The Solomonic Gold
Feb. 5th, 2005 01:33 pm![[personal profile]](https://www.dreamwidth.org/img/silk/identity/user.png)
Having read the whole enormous thing, I can say that the very end was a bit more satisfying than I expected from the early parts of The System of the World. Altogether the whole thing strikes me as kind of loose and sprawling, with many brilliant parts, but also with much flab that could have been cut. That said...
(And, bearing in mind that I still haven't gotten around to reading the second half of Cryptonomicon, which probably has at least a tangential bearing on what follows...)
The brilliant rationalist explanation for the Solomonic Gold that I started concocting midway through reading The Confusion fell apart completely. Stephenson imagines this stuff as a sort of magical gold isotope that is slightly heavier than regular gold. The alchemists in the story think that it is somehow alloyed with the Philosophick Mercury, a substance that is more or less the Philosopher's Stone and inheres in gold that was created through alchemical transmutation.
Now, in our world there is no heavier-than-normal stable isotope of gold. However, there a couple of unstable, slightly heavier isotopes with a half-life of days that decay to mercury. So I was imagining gold that had somehow been exposed to a heavy flux of neutrons, perhaps in some primeval Oklo-like natural reactor, and had been fractionally transmuted into mercury; this stuff might appear to be slightly heavy gold (if somehow the mercury happened not to be chemically separated out; I know it amalgamates with gold readily). Presumably Isaac Newton would eventually succeed in getting his hands on a bunch of the stuff, and manage to extract from it... mercury! Quicksilver! But not the Philosophick Mercury, just garden-variety quicksilver, perhaps with an odd isotopic composition. And Alchemy would be tragically disappointed.

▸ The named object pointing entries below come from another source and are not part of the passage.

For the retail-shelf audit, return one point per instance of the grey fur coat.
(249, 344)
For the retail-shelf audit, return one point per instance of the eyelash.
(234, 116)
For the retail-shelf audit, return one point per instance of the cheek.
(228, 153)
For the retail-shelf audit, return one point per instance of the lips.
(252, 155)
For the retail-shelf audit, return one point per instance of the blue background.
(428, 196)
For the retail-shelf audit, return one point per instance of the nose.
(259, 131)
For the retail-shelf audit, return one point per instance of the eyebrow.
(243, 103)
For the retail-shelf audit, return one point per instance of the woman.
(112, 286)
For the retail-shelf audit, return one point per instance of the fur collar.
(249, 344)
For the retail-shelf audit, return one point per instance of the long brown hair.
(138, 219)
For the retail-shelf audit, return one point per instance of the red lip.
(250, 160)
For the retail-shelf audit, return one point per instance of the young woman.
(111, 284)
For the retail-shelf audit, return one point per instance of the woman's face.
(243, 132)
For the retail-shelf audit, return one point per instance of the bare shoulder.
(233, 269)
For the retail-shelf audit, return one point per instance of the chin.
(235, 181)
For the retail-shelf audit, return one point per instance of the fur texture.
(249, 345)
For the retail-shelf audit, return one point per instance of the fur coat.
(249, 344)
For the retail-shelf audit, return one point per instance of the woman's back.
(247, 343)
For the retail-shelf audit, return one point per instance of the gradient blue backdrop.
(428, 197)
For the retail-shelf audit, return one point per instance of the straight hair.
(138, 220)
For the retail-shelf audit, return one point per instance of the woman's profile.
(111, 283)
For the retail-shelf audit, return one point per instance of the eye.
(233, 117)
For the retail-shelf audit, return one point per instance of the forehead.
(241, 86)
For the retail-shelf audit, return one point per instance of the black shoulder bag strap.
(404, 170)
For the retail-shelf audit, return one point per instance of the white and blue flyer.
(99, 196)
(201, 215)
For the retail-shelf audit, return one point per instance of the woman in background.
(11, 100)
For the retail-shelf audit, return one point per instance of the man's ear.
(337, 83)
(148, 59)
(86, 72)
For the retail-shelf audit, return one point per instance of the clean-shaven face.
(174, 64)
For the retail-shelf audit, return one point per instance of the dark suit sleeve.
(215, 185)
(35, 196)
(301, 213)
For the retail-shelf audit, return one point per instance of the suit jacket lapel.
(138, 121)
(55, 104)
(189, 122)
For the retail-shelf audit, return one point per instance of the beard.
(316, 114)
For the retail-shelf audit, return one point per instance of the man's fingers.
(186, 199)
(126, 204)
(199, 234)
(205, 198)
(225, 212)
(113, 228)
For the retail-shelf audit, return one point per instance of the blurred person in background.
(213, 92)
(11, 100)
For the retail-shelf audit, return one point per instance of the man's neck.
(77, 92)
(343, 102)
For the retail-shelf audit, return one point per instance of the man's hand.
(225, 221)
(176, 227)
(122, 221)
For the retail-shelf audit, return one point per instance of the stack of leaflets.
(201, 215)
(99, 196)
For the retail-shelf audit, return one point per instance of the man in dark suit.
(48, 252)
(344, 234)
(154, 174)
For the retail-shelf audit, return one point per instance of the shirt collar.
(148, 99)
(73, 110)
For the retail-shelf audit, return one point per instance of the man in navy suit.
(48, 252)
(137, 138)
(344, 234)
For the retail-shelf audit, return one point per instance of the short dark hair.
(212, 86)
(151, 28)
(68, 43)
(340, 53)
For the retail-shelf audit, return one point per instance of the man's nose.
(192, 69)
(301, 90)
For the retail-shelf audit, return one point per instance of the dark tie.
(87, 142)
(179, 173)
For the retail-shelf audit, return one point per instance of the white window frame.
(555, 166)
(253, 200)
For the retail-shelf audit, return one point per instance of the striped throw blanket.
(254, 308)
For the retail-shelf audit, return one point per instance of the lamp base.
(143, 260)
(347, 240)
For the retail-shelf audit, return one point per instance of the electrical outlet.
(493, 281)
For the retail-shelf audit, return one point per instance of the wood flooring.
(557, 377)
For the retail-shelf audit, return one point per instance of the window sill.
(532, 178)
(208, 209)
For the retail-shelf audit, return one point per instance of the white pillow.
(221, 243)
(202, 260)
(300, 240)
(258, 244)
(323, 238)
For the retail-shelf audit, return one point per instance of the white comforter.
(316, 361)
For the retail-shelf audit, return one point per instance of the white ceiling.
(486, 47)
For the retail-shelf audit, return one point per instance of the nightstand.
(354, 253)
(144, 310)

But that's not what Stephenson was going for at all. In the world of the Baroque Cycle, which is historically a fairly minimal secret-history variant of our own, apparently Alchemy really works; there are a small number of functionally immortal Wise Men out there who have been around for thousands of years, are possibly identical with characters in the Bible, and receive information by mainlining it from God or some supernatural source. They've got the Philosophick Mercury and the secrets of transmutation and eternal (or at least long) life, but it gives them little satisfaction, and they've decided to induce the Age of Alchemy to pass from Midgard and usher in a new rationalist age because men are happier when they know why they know things. The Solomonic Gold really is suffused with the Philosophick Mercury and doesn't fit into a scientific conception of nature at all, which is why Enoch and Solomon would really prefer that it be kept squirreled away.
It's a pleasing metaphor, I suppose; there's some audacity in doing a magic-goes-away story that doesn't treat the process as essentially tragic, and a certain echo of the Jaynes material in Snow Crash. But it also feels less original than I expected it might when I was midway through the cycle. And I'm also wondering if Stephenson was intentionally seeking to fake out people like me who, upon hearing of heavy gold, would immediately pull out a Chart of the Nuclides.
Oh yeah, he wanted to out us.
Date: 2005-10-25 10:11 pm (UTC)You, me, and (thousands?) of others Neil got to know after Diamond Age and Cryptonomicon were deliberately baited by Solomonic Gold in the first two novels.
Over and over again , in interviews, he referred to the "Baroque cycle" as science fiction. Finally, it is revealed that Solomonic Gold is truly magical, and accordingly has no place on the periodic table.
At first I was disgusted, but I have come to agree that it was the better literary choice.